23rd Oct 2001, 12:10
From today's FT :

Banks tell air traffic control group to seek funds

Financial Times, October 23rd, 2001
National Air Traffic Services is under pressure from its bankers to request an emergency injection of funds from government, just three months after its controversial part-privatisation.
The Financial Times has learnt that bankers to Nats are encouraging it to seek help from Stephen Byers, transport secretary, to help it through the post-September 11 crisis in the world airline industry.

Ministers say they are braced for a request for a cash injection from the company, which runs Britain's air traffic control system, although the extent of any help could be limited by EU state aid rules.

Yesterday, a senior ministerial insider indicated that an approach from Nats was expected within weeks. "They are working it through, trying to do some estimates. When they've done that I think they'll probably come to us," he said.

Nats, which relies on fees from airlines flying through UK airspace, believes it may need extra support to safeguard its long-term capital spending programme.

But any request for emergency money is certain to draw comparisons with the recent crisis at Railtrack, which became dependent on government support.

It will also call into question the viability and risk associated with public-private partnerships (PPPs), of which the London Underground is the highest profile.

Labour MPs, many of whom opposed the PPP sale of Nats, are likely to be furious that the private sector is already considering seeking support from the taxpayer. Martin Salter, the Labour MP for Reading West who opposed the partial privatisation of Nats, said: "It would be appalling if the taxpayer was asked to bail out a flawed part-privatisation that should never have happened in the first place."

A consortium of seven British airlines, including British Airways and Virgin Atlantic, owns 46 per cent of Nats. The government owns 49 per cent with employees owning the remaining 5 per cent.

The company has cut costs, slashing 20 per cent of support staff and management, and delayed plans for an air traffic control centre at Prestwick.

But Nats' bankers want extra financing from the government to strengthen the balance sheet either in the form of equity, or in the form of a long-term subordinated loan, which would have the character of equity, but which would not increase the government's 49 per cent stake.

The debt, provided at the end of July by a consortium of four lead banks, Abbey National, Barclays Capital, Halifax and Bank of America, provided Pounds 700m of acquisition finance and a Pounds 760m capital spending facility to help fund Nats' 10-year, Pounds 1bn capital expenditure programme.

The uncertainty over Nats' future business plan has forced the four lead banks to postpone their syndication of around Pounds 1bn of the Pounds 1.46bn Nats financing until the first quarter of 2002.

Mr Byers told the Financial Times: "I think we should wait to see how they intend to deal with the difficulties that the downturn in traffic has caused.
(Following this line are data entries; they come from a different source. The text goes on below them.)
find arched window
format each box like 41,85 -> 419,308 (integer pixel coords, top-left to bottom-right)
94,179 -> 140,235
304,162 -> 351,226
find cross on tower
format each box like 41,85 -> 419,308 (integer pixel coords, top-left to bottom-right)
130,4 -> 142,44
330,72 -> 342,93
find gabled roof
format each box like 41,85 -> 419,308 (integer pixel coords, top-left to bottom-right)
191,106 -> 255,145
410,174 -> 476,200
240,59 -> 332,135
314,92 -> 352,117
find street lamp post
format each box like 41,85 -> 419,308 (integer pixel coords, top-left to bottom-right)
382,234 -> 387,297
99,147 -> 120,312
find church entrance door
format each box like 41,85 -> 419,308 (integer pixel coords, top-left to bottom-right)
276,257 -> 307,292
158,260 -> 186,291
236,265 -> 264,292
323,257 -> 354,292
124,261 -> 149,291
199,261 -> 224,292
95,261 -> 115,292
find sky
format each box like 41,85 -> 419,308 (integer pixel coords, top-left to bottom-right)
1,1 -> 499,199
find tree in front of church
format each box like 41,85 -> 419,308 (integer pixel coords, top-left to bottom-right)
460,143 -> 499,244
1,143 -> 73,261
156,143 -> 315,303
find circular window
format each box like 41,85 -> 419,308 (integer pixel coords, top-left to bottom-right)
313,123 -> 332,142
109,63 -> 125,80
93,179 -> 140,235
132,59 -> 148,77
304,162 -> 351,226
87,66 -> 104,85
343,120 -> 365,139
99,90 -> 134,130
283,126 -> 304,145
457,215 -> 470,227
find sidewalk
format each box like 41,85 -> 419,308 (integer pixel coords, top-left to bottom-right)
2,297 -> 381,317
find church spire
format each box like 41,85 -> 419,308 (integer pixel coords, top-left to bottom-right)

We know they have got problems but one could argue they should have factored that into their business plan."

I especially like the last sentence from Mr Byers :rolleyes:


[ 23 October 2001: Message edited by: TACAN ]

24th Oct 2001, 00:43
there,s a twist!!
a private company saying...less business,will keep all staff and seek public money!
public companies being told by eu,no public money ,let people go and/or go out of business!
am i missing some subtlety here??? :mad:

24th Oct 2001, 19:17
:( :( :(

[ 24 October 2001: Message edited by: Findo ]

Whipping Boy's SATCO
24th Oct 2001, 20:27
No no no no, don't worry, there's a Business Plan!